Eu, Guaicaipuro Cautémoc, descendente dos que povoaram a América há 40 mil anos, vim aqui encontrar os que nos encontraram há apenas 500 anos.

O irmão advogado europeu me explica que aqui toda dívida deve ser paga, ainda que para isso se tenha que vender seres humanos ou países inteiros.

Pois bem! Eu também tenho dívidas a cobrar. Consta no arquivo das Índias Ocidentais que entre os anos de 1503 e 1660, chegaram à Europa 185 mil quilos de ouro e 16 milhões de quilos de prata vindos da minha terra!... Teria sido um saque? Não acredito. Seria pensar que os irmãos cristãos faltaram a seu sétimo mandamento.

Genocídio?... Não. Eu jamais pensaria que os europeus, como Caim, matam e negam o sangue de seu irmão.

Espoliação?... Seria o mesmo que dizer que o capitalismo deslanchou graças à inundação da Europa pelos metais preciosos arrancados de minha terra!

Vamos considerar que esse ouro e essa prata foram o primeiro de muitos empréstimos amigáveis que fizemos à Europa. Achar que não foi isso seria presumir a existência de crimes de guerra, o que me daria o direito de exigir a devolução dos metais e a cobrar indenização por danos e perdas.

Prefiro crer que nós, índios, fizemos um empréstimo a vocês, europeus.

Ao comemorar o quinto centenário desse empréstimo, nos perguntamos se vocês usaram racional e responsavelmente os fundos que lhes adiantamos.

Lamentamos dizer que não.

Vocês dilapidaram esse dinheiro em armadas invencíveis, terceiros reichs e outras formas de extermínio mútuo.
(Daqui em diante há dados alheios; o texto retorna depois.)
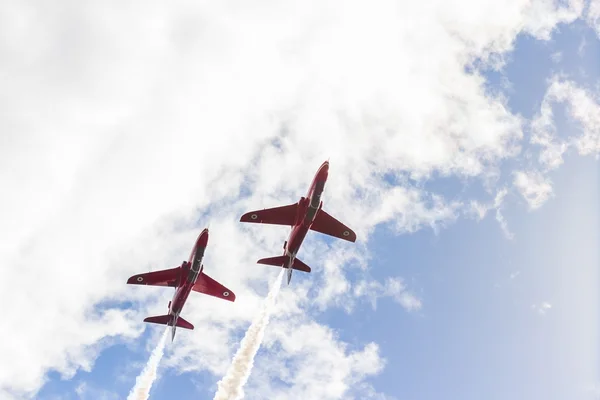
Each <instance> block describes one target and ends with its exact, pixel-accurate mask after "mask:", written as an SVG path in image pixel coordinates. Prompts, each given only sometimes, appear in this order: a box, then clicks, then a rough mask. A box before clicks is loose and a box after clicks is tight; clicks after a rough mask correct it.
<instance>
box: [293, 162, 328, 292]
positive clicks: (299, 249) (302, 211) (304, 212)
mask: <svg viewBox="0 0 600 400" xmlns="http://www.w3.org/2000/svg"><path fill="white" fill-rule="evenodd" d="M328 175H329V162H327V161H325V162H324V163H323V164H322V165H321V167H319V170H318V171H317V173H316V174H315V177H314V178H313V181H312V183H311V185H310V188H309V189H308V193H307V194H306V197H302V198H301V199H300V201H299V202H298V212H297V214H296V221H295V223H294V226H292V230H291V231H290V234H289V236H288V240H287V241H286V242H285V244H284V246H283V249H284V253H283V254H284V255H285V256H288V260H287V262H286V264H285V265H284V266H283V267H284V268H286V269H287V270H288V283H289V281H290V279H291V277H292V265H293V263H294V259H295V258H296V254H297V253H298V250H300V246H302V242H303V241H304V238H305V237H306V234H307V233H308V231H309V230H310V227H311V225H312V224H313V222H314V220H315V218H316V216H317V214H318V213H319V211H320V210H321V207H323V202H322V201H321V195H322V194H323V190H324V189H325V183H326V182H327V177H328Z"/></svg>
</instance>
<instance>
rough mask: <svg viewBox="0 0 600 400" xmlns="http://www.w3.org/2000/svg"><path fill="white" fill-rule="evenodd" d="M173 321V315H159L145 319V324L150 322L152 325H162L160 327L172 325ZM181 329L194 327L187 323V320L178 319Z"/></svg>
mask: <svg viewBox="0 0 600 400" xmlns="http://www.w3.org/2000/svg"><path fill="white" fill-rule="evenodd" d="M171 321H173V316H171V315H158V316H156V317H148V318H146V319H144V322H149V323H151V324H160V325H169V326H170V325H171ZM175 326H178V327H180V328H184V329H194V325H192V324H190V323H189V322H187V321H186V320H185V319H183V318H181V317H179V318H177V324H176V325H175Z"/></svg>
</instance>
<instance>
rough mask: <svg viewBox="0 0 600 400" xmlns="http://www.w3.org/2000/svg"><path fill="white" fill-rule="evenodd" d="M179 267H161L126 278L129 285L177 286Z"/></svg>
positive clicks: (179, 268) (178, 273) (178, 272)
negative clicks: (159, 267) (150, 270)
mask: <svg viewBox="0 0 600 400" xmlns="http://www.w3.org/2000/svg"><path fill="white" fill-rule="evenodd" d="M180 268H181V267H177V268H171V269H163V270H162V271H154V272H147V273H145V274H138V275H134V276H132V277H131V278H129V279H128V280H127V283H128V284H130V285H151V286H171V287H175V286H177V282H178V281H179V274H180V272H179V270H180Z"/></svg>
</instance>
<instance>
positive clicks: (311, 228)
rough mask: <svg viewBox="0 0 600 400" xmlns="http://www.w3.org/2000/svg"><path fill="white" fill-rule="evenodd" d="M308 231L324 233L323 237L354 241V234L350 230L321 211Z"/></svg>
mask: <svg viewBox="0 0 600 400" xmlns="http://www.w3.org/2000/svg"><path fill="white" fill-rule="evenodd" d="M310 229H312V230H313V231H317V232H321V233H324V234H325V235H329V236H334V237H336V238H339V239H343V240H347V241H349V242H354V241H356V233H354V231H353V230H352V229H350V228H348V227H347V226H346V225H344V224H342V223H341V222H340V221H338V220H337V219H335V218H333V217H332V216H331V215H329V214H327V213H326V212H325V210H323V209H321V210H320V211H319V213H318V214H317V216H316V218H315V220H314V222H313V224H312V225H311V227H310Z"/></svg>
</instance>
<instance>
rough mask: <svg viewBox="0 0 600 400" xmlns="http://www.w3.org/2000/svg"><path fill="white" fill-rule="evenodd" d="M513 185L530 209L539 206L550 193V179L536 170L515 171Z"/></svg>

E acabaram ocupados pelas tropas da OTAN.

Vocês foram incapazes de acabar com o capital e deixar de depender das matérias primas e da energia barata que arrancam do terceiro mundo.

Esse quadro deplorável corrobora a afirmação de Milton Friedmann, segundo o qual uma economia não pode depender de subsídios.

Por isso, meus senhores da Europa, eu, Guaicaipuro Cautémoc, me sinto obrigado a cobrar o empréstimo que tão generosamente lhes concedemos há 500 anos. E os juros.

É para seu próprio bem.

Não, não vamos cobrar de vocês as taxas de 20 a 30 por cento de juros que vocês impõem ao terceiro mundo.

Queremos apenas a devolução dos metais preciosos, mais 10 por cento sobre 500 anos.

Lamento dizer, mas a dívida européia para conosco, índios, pesa mais que o planeta Terra!... E vejam que calculamos isso em ouro e prata. Não consideramos o sangue derramado de nossos ancestrais!

Sei que vocês não têm esse dinheiro, porque não souberam gerar riquezas com nosso generoso empréstimo.

Nas há sempre uma saída: entreguem-nos a Europa inteira, como primeira prestação de sua dívida histórica.